Smartwatches, smart glasses, fitness trackers and lots of other new developments in store. But there’s still one big challenge: improve the battery life of gadgets, from smartphones to tablets, to move ahead with these new developments.
We all know that the days of carrying a mobile phone in your pocket to send and receive calls and text messages, and little more, are long gone. Today, when (almost) nobody leaves home without their smartphone, we are constantly connected, at levels far beyond just a few years ago when 24-hour internet access in your pocket was a mixture of utopia and “not something that I really need”, and PDAs were reserved for specific niche users and with no path to success. We are available to be contacted any time of day, in many different ways: WhatsApp, BBM, iMessage, Twitter, email, etc.
And taking it to the next step is to do the same thing, but using more than one device. First came large-scale implementation of the internet through computers and the popularisation of social networks, and we are now in the multi-device phase: first with a computer, then moving up to a smartphone and finally a tablet.
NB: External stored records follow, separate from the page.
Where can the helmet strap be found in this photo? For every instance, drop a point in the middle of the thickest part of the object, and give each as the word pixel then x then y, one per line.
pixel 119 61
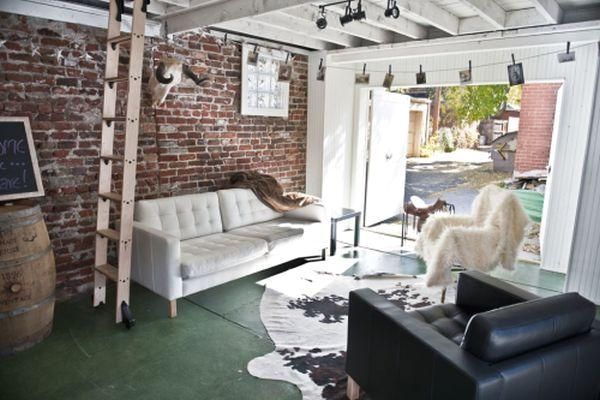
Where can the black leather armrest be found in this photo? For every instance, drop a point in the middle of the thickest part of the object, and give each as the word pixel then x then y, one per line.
pixel 507 332
pixel 391 353
pixel 480 292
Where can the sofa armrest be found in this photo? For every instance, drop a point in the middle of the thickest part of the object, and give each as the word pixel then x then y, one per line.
pixel 507 332
pixel 391 354
pixel 311 212
pixel 156 261
pixel 479 292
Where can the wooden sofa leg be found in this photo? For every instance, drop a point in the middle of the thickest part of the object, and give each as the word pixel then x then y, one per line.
pixel 172 308
pixel 353 390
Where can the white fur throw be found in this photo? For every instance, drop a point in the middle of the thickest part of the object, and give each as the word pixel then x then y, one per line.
pixel 491 235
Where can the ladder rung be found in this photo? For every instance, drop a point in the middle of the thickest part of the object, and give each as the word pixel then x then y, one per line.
pixel 121 39
pixel 111 196
pixel 110 120
pixel 109 271
pixel 117 79
pixel 112 158
pixel 109 234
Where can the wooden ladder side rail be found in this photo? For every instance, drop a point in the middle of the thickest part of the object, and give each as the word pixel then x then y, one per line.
pixel 106 148
pixel 131 122
pixel 131 146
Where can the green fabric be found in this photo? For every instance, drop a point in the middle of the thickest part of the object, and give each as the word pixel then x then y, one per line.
pixel 533 203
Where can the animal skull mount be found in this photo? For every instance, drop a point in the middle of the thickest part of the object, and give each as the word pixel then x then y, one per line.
pixel 168 74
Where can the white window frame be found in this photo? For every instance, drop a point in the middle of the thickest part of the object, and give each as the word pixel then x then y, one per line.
pixel 276 55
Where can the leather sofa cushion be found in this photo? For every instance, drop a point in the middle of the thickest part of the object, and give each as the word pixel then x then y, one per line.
pixel 509 331
pixel 448 319
pixel 184 217
pixel 241 207
pixel 208 254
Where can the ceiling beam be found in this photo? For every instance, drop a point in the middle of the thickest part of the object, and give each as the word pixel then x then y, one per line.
pixel 549 9
pixel 584 32
pixel 309 28
pixel 375 17
pixel 71 12
pixel 356 28
pixel 154 7
pixel 178 3
pixel 216 13
pixel 431 13
pixel 514 19
pixel 490 11
pixel 258 29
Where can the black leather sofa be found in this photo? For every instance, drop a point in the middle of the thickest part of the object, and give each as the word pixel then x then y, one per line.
pixel 496 342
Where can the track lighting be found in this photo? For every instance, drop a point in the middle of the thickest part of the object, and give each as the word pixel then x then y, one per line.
pixel 322 20
pixel 350 14
pixel 347 17
pixel 359 13
pixel 392 9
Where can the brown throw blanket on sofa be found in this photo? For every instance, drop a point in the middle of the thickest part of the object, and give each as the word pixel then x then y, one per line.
pixel 269 191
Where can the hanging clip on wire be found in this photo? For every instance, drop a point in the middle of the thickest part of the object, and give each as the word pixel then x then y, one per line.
pixel 389 78
pixel 364 78
pixel 515 73
pixel 421 76
pixel 568 56
pixel 321 71
pixel 466 76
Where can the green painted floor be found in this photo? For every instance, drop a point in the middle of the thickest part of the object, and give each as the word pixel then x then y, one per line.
pixel 202 354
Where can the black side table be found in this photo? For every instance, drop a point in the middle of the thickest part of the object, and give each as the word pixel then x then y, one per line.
pixel 341 215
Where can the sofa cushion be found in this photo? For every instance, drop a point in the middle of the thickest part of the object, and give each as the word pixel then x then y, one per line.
pixel 241 207
pixel 182 216
pixel 447 319
pixel 205 255
pixel 509 331
pixel 275 233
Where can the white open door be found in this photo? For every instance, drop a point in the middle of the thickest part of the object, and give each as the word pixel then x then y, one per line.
pixel 386 164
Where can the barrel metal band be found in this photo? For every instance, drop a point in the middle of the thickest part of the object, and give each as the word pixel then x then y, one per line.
pixel 24 260
pixel 23 310
pixel 31 220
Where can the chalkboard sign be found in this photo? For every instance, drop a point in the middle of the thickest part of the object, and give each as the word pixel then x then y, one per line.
pixel 19 172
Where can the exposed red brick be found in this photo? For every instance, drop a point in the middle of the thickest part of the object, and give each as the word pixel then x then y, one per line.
pixel 538 106
pixel 52 73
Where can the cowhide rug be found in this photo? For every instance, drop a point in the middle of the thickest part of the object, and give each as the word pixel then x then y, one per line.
pixel 305 311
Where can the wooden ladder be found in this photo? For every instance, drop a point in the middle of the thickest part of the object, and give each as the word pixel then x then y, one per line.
pixel 119 232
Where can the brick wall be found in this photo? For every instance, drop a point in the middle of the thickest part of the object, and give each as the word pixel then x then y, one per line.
pixel 538 105
pixel 52 72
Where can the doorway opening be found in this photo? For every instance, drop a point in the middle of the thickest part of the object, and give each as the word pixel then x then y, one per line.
pixel 449 142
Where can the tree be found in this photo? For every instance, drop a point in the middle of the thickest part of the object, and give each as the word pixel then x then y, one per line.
pixel 467 104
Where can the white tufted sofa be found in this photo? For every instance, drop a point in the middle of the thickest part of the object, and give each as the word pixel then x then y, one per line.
pixel 185 244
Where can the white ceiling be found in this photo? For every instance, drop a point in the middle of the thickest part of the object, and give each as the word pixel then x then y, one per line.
pixel 292 22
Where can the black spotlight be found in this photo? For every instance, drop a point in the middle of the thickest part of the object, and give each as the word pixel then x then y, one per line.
pixel 359 13
pixel 392 10
pixel 347 17
pixel 322 21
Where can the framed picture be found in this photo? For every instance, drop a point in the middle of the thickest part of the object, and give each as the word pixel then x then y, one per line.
pixel 388 80
pixel 262 92
pixel 321 73
pixel 515 74
pixel 465 76
pixel 285 72
pixel 19 171
pixel 253 58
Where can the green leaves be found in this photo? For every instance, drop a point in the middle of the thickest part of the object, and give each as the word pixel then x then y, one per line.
pixel 467 104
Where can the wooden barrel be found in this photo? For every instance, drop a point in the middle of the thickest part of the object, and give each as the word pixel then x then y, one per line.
pixel 27 279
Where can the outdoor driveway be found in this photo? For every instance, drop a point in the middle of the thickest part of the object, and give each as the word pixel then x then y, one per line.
pixel 454 177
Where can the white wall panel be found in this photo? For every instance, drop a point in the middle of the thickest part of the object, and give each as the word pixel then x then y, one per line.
pixel 584 271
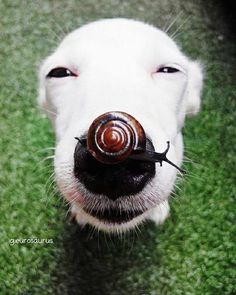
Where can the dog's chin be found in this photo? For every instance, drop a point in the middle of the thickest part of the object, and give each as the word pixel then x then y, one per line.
pixel 109 220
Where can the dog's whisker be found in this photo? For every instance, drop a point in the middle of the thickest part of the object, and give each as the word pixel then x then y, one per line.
pixel 173 35
pixel 173 22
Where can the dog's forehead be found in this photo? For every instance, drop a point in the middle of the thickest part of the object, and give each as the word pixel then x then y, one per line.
pixel 118 35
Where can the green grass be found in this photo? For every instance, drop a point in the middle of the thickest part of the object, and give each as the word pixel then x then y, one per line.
pixel 194 251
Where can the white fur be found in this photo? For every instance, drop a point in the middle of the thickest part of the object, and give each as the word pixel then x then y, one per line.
pixel 116 60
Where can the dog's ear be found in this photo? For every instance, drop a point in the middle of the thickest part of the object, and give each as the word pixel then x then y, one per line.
pixel 194 88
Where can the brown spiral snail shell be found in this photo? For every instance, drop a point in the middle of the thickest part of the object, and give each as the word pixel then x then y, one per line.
pixel 113 136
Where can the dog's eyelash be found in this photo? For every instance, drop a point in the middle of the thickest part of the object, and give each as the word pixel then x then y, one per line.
pixel 167 70
pixel 60 73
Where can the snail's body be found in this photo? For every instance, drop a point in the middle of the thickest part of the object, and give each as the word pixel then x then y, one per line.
pixel 125 66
The first users to get all three felt like they had found the complete trio. But of course it doesn’t stop there.
In 2013, we saw more and more devices that were more accessories than devices in and of themselves, with smartwatches topping the list. Models like the Samsung Galaxy Gear, Sony Smartwatch 2, Qualcomm Toq or the Pebble, among others, have become an extension of our smartphones, an intermediate step for interacting with the phone without having to take it out of your pocket or backpack.
Another example of wearable technology: Google Glass, which apparently will finally come out with a commercial product for end users in late 2014. Looking for more? Sony has a patent for a smartwig that would also be paired with a smartphone. A new generation of products, some already available on the market, under the same heading of wearable technology.
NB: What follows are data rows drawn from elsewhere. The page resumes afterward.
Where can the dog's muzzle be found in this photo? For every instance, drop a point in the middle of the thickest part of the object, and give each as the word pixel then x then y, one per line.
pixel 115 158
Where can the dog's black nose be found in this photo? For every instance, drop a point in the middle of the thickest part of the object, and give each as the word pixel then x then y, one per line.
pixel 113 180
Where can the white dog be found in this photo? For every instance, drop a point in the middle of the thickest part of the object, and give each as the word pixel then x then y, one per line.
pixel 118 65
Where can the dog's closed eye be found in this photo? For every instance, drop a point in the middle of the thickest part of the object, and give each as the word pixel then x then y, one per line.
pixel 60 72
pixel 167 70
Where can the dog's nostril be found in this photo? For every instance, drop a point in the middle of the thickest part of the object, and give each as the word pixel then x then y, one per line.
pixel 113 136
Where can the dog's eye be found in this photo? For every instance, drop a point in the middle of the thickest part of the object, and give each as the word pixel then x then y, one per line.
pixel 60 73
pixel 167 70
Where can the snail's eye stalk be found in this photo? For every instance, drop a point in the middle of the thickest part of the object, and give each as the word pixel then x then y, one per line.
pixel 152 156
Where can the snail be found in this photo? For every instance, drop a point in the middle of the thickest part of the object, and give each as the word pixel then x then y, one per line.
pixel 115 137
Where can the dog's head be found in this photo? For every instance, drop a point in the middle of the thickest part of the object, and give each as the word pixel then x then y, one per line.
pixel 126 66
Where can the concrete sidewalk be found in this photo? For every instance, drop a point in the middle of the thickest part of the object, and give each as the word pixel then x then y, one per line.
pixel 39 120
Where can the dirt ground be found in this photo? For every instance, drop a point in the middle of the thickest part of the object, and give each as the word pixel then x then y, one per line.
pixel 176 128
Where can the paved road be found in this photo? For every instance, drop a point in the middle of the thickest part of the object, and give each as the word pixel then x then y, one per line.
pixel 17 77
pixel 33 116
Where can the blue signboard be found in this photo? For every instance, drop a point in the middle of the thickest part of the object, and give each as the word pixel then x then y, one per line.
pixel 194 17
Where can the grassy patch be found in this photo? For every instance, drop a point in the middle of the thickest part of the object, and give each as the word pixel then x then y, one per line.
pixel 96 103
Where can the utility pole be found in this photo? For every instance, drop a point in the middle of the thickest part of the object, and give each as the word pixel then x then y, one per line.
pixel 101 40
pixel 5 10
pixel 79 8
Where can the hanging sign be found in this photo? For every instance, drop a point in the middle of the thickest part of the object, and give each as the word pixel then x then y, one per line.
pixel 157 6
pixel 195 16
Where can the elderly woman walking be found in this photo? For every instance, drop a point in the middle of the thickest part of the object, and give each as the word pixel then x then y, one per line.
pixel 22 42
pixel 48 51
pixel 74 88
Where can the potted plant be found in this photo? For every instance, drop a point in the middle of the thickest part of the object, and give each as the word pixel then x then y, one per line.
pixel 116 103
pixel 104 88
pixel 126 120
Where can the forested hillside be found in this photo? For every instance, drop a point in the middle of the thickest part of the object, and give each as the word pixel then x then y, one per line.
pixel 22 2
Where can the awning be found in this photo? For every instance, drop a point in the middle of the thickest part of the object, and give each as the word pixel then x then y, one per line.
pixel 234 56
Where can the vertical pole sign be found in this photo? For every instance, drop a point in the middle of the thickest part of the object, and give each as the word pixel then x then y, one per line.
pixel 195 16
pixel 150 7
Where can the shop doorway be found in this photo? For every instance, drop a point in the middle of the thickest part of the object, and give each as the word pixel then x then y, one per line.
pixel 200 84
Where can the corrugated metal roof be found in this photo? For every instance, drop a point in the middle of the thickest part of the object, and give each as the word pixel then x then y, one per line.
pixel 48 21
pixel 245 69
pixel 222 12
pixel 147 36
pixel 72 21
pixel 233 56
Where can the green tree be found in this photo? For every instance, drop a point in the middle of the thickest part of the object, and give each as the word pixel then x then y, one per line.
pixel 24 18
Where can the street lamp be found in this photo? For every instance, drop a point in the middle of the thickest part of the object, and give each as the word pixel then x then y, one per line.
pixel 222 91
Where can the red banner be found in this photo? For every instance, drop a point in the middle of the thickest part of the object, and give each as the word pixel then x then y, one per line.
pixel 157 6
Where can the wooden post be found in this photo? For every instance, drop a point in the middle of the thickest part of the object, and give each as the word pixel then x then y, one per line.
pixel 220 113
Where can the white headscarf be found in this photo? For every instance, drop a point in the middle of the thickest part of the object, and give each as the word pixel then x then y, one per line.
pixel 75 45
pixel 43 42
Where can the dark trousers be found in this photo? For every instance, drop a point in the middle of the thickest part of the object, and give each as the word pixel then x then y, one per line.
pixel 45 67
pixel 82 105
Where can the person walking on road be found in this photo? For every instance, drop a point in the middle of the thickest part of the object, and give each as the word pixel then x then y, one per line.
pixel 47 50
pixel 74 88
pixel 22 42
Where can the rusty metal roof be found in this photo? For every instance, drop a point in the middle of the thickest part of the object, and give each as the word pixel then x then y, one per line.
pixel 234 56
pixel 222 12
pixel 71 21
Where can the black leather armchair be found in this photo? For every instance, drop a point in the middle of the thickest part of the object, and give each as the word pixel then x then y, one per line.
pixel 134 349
Of all the challenges faced by this technology and these new devices, there is one that stands out above the rest: being invisible. In short, operating in the background as much as possible and not giving the feeling of being an annoying complement that the user needs to pay attention to every so often. Integrated into us. For example, fitness trackers which measure our physical activity and sleep periods, as well as other things, are discrete bracelets that look like any other non-electronic bracelet. According to Sonny Vu, founder of Misfit Wearables, “wearable 1.0 tried to make you look like Iron Man, and wearable 2.0 will try to turn you into the Invisible Man”.
Part of this integration, this invisibility, is the need for at least several days of battery life. The current duration of Google Glass is 4 to 5 hours of intensive use. Of course, we’re talking about a product in the development phase that is currently being fine-tuned before being released on the market, but it hints at the vital importance of battery life in new electronic products: everyday we have to charge our smartphone, computer and maybe a tablet, which is a lot of work. And if we have to expand the powerstrip to charge a smartwatch, fitness tracker, smart glasses and who knows, maybe even a smart-wig, the convenience approaches zero, especially because we have to take off and put on accessories that integrate into our bodies or clothing (or at least try to).
Maybe the next move by the big tech companies should be in this direction: improve the battery life of their products before launching new ones. Make it so that we don’t have to take the smartphone charger with us when we leave home for more than a few hours, or create a smartwatch that can run for several days, or even weeks.